I clear my throat and look over at the van. "I'm cool with it as long as you are."

Pushing himself away from the table, he walks away from me and heads over to Damon. They talk for a second, then Caleb tosses his duffle in the back of the van and climbs inside.

"Caleb said you worked it out," Damon says to me when I limp over to the van.

"It's only four weeks. It'll be fine."

Damon looks about as convinced as I feel, but I assure him the past is behind us and we'll get beyond it. I really hope I'm not lying to myself.

In the van, the two girls who I met this morning are sitting in the front seat. The girl named Erin has a pierced nose and lip and has tattoos running up and down her bare arm. She's reading a book while leaning against the window. The other girl, Trish, has long, really shiny blonde hair and could definitely pass for one of the popular cheerleaders back in Paradise. She has dark makeup on her eyes and wears light pink lipstick. It looks good on her.

I purposely avoid even glancing at the rear benchI'm not going to look where he's sitting-and slide next to Matt on the middle bench. I know Matt from physical therapy, since his appointments are usually after mine on Wednesday nights. Matt lost three quarters of his left arm, and his right arm is scarred, but I'm not sure exactly what happened. I'm sure I'll find out once we share our stories.

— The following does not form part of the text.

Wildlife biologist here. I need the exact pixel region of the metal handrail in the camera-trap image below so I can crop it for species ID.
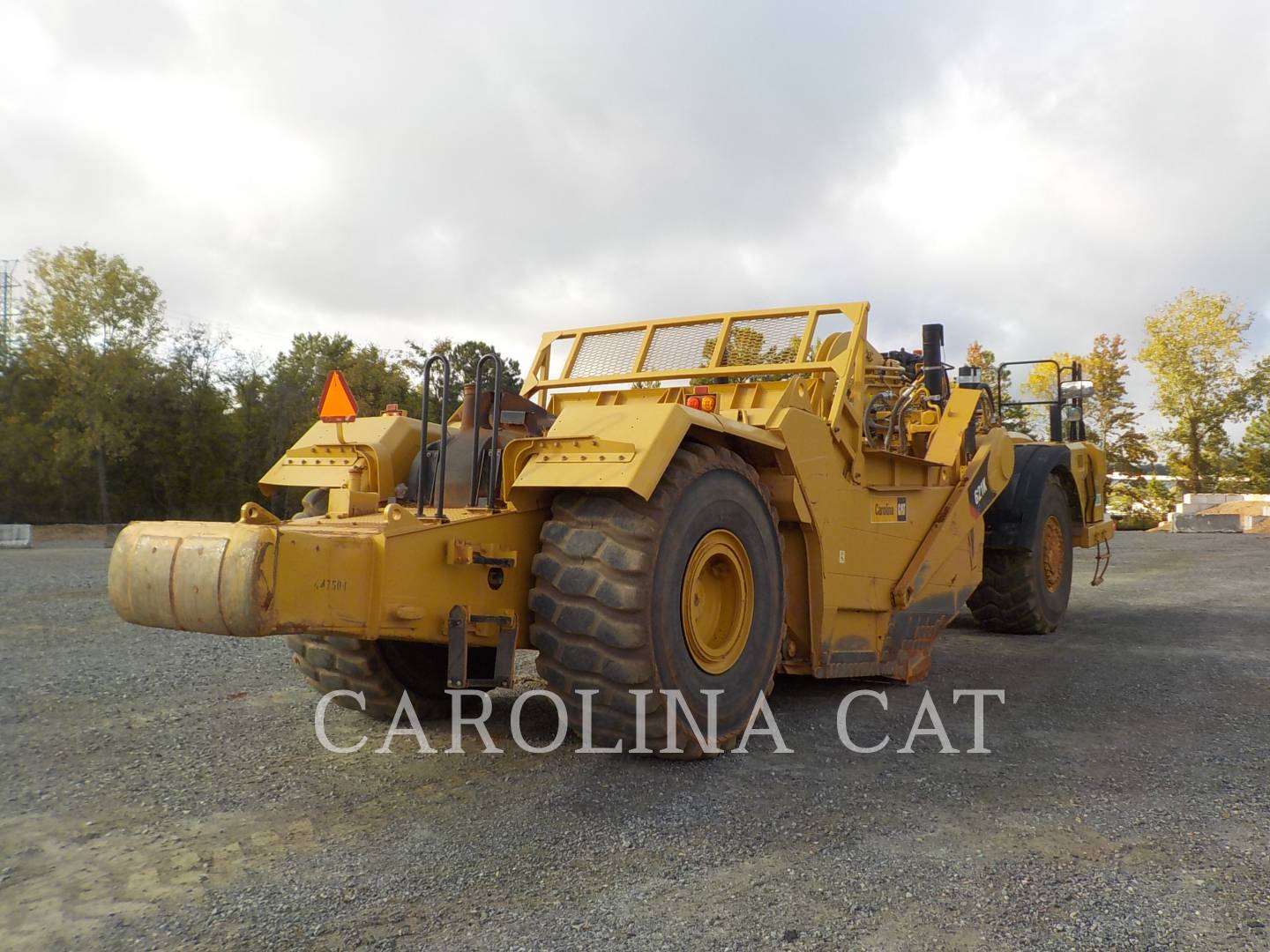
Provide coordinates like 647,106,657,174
414,354,450,522
468,353,503,511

Matt gives me a friendly but reserved smile. "I didn't know you'd be here," he says.

"It was a last-minute thing," I tell him, eyeing Trish and Erin in the seat in front of us and wondering if Caleb will decide to ditch the trip at the very last second. Part of me wants him to leave, but the other part wants him to stay so I can prove to myself that I'm truly over him, that the pain that lingered after he left is gone.

My pulse quickens when I hear Caleb shifting in his seat behind us. It's not a good sign that I'm hyper-aware of his every movement. I'm probably in for four weeks of real torture-maybe even worse than the year of physical therapy after the accident.

Never mind how I felt when Caleb abandoned me. In the weeks and months after he left town, I prayed that he'd come back. I used to keep my light on at night, so if he came back he'd see it as a sign that I was waiting for him. He lived next door, so I would gaze out my window for hours on end, hoping to see the light on in his room. My fantasy was that he would tell me he made a huge mistake by leaving Paradise.

But he never did.

In the end, I realized I had relied on him too much.

Damon gets into the driver's seat and turns around. "Well, guys, this is it. Our first stop is a camp-based summer school for teens. We'll be sleeping in cabins at their campground tonight, and you'll be expected to share your stories with them. Tomorrow we'll leave and head to our second gig. But right now, take a second to introduce yourselves while we're waiting for Lenny. As y'all know, I'm Damon Manning and I'm your chaperone."